I may be responsible for explaining this since this is the test I wrote. If you use MONIT 4.7 or earlier, you need to apply pgsql-patch to make use of this protocol test.
A connection test in MONIT is done by opening a connection to the socket which the service is listening, sending some packets and then MONIT will decide if the service is alive based on response the service returns (or none at all). `Socket' can be a TCP/UDP port or a UNIX socket. Before dealing with PGSQL test, we might need to take a look at MONIT's connection test in general.
DNS service connection test example:
if failed host localhost port 53 type udp protocol dns with timeout 10 then restart
The host argument can be ommited. In that case, host is assumed to be localhost. type defaults to TCP and you can ommit it if it is. protocol can be one of (as of MONIT 4.8) APACHE-STATUS, DNS, DWP, FTP, HTTP, IMAP, LDAP2, LDAP3, MYSQL, PGSQL, NNTP, NTP3, POP, POSTFIX-POLICY, RDATE, RSYNC, SMTP, SSH, TNS, and if you ommit it generic connection test will be used. timeout means how long MONIT will wait before it giives up, whose default value is 5 (seconds).
`pgsql' is not very special in synopsis. Now, let us examine the case when we want to test PostgreSQL's activity through its UNIX socket.
PostgreSQL connection test example (via UNIX socket):
if failed unixsocket /tmp/.s.PGSQL.5432 proto pgsql with timeout 15 then restart
As PostgreSQL requires authentication even merely to connect it, certain preparations need to be done before practical use of this test.

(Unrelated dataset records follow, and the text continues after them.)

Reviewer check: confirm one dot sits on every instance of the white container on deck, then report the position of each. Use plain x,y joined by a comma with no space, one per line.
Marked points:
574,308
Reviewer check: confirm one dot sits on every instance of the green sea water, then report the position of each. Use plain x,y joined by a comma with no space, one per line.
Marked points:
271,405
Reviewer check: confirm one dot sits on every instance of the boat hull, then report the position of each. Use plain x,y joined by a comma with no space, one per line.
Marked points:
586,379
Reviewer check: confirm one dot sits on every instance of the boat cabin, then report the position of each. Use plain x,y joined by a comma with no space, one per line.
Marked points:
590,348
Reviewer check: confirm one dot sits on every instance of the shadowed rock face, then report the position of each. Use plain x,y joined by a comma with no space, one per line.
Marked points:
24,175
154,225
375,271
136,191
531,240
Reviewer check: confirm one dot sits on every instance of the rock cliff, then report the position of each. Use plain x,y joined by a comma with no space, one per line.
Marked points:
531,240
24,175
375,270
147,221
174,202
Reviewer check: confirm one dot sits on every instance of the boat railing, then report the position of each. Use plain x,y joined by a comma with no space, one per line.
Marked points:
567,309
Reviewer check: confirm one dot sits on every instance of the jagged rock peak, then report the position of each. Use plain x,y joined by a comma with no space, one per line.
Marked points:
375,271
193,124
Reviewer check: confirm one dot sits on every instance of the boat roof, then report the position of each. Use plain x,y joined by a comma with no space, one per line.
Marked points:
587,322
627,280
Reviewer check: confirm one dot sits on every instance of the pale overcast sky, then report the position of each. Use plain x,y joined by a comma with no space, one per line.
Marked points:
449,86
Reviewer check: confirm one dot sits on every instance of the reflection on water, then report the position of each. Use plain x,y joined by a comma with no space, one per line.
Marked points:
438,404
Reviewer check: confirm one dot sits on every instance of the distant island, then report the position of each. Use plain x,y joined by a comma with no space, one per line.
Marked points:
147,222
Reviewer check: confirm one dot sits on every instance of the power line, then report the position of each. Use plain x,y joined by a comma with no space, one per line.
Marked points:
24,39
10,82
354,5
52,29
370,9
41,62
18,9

This procedure is not mandatory because the PGSQL test assumes it to be success when PostgreSQL might demand authentication or tell you there be no such user since they both mean functionality of postmaster. However, you'd better follow the procedure below to keep Postgres' log as clean as possible, that was the very initial aim for which I wrote this code. We are going to create DB user `root' for convenience because of the fact that MONIT is usually run by root. The example below assumes PostgreSQL is 8.x. If yours is older, some synopsis such as subnet format may vary;
host root root 127.0.0.1/32 trust <= for test via TCP port local root root ident sameuser <= for test via UNIX socket
"depends on" keyword can be used to make MONIT have another service to take action when an $EVENT occurred to certain service.
Caution ! :
You'd better NOT reference a service from a lot of definitions of services simultaneously. Note that when MONIT starts or restarts the parent service, it usually starts or restarts services dependent on it as well. This may end up with loop of controls, in which case MONIT will detect it and refuse to start.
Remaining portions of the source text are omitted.